Heavy Metal: Too sexist even for stoners.
So yesterday, for whatever reason, I found myself in the mood to watch a cheesy cultish fantasy movie I’d never seen. Something fun, where the appeal lies more in the visual splendor than the writing or acting. After browsing the Netflix Instant options, I settled on Heavy Metal. It’s a film I remember being keenly aware of as a child in the 80′s. It was one of those rare animated films that I wasn’t allowed to see, which made it unbelievably enticing. Not only that, but I’d seen enough posters and VHS boxes to know that it involved space ships, epic battles, alien creatures, and pretty ladies in skimpy scifi outfits. In other words, it was just like my favorite movie at the time, Return of the Jedi, plus it was a cartoon, and it was forbidden. Needless to say, at the age of eight, I was convinced that Heavy Metal had to be the greatest movie of all time.
And yet, even though it became easy for me to see R-rated films somewhere around the age of 13, I never saw Heavy Metal until yesterday. Part of that might be the snags that apparently kept it from video release for several years, but separate from that, I feel like sometime in the decade or so after the film’s release, people completely stopped talking about it. Even later on, when it was on video, and I was taking an interest in psychedelic culture and underground animation, recommendations for Heavy Metal were few and far between. Now that I’ve finally watched it, I have some ideas as to why.
First of all, the animation itself hasn’t aged well (and I can’t imagine it looked that good to begin with). Some of the design (much of it inspired by the comics, of course) is gorgeous, but even in those segments the motion is stiff and awkward. It’s obvious which characters are meant to be hideous and which are meant to be beautiful (and more on them momentarily), but even the “beautiful” characters are frequently pretty ugly. You can tell the filmmakers spent a lot of time looking at the work of Moebius and others, but they clearly lack either the ability or the inclination to produce anything close to that interesting.
The bigger problem, though, is the extraordinarily overt misogyny on display in this film. I mean, obviously a 30-year-old psychedelic adventure film is bound to be male-centric, and I wasn’t expecting it to be otherwise. Still, the volume and shamelessness of the sexism left me shocked. Heavy Metal is a fantasy about men who get to do awesome, ass-kicking, groovy things, and some of those things they get to do happen to be women. From the moment any adult female character appears on screen, you can start counting the seconds until she gets totally naked, and you probably won’t make it to ten (so yeah, South Park pretty much has this film’s number). One segment does offer a female protagonist, but she has no lines, alternates between little and no clothing, and is tortured and killed by the end. No exception could better prove the rule.
This degree of misogyny in a film like this seems glaring in this post Whedon/R.D. Moore/Rowling world, because there’s so much more acknowledgment that just as many women are into scifi/fantasy as men, but I guess that still wasn’t regarded as the case at all in 1981.
I was reminded of some of Amanda Marcotte’s writing, particularly on the subjects of Playboy Magazine and Jack Kerouac’s On the Road.

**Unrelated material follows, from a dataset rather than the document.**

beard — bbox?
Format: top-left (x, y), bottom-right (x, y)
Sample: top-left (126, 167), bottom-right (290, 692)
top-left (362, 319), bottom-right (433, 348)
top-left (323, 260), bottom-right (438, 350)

Basically, both essays make the point that there was a time when women could be openly excluded from any sort of culture of cool. Hugh Hefner presents himself as a symbol of sophistication, and Kerouac and Cassidy are presented as avatars of rebellion against the mainstream, but all three men proceed from an unquestioned assumption that women exist solely to look hot, fuck them, and make them feel good. This same assumption is at the core of Heavy Metal, which makes it a much harder film to enjoy these days. Realizing this, I’m actually glad that people stopped discussing and recommending it, because I probably would have looked at those people a little differently afterward.









I only know of this film from the South Park episode. Nothing there made me want to see it, like, ever.
So, I’m sure that this isn’t the reaction you were hoping your post would lead to, but I’m totally going to watch this movie. I’ll be done with the semester in a week, and I’m going to need to blow off some steam. Since downing a bottle of wine is off the table, I figure I can watch something that will give me a good, satisfying dose of righteous anger. Purge that shit right out of my system. Yeah, I’ll get all Aristotelian on this awful movie.
Jill and Amanda, I complete support both of your choices in this matter. Amanda, I look forward to hearing your reaction to the film.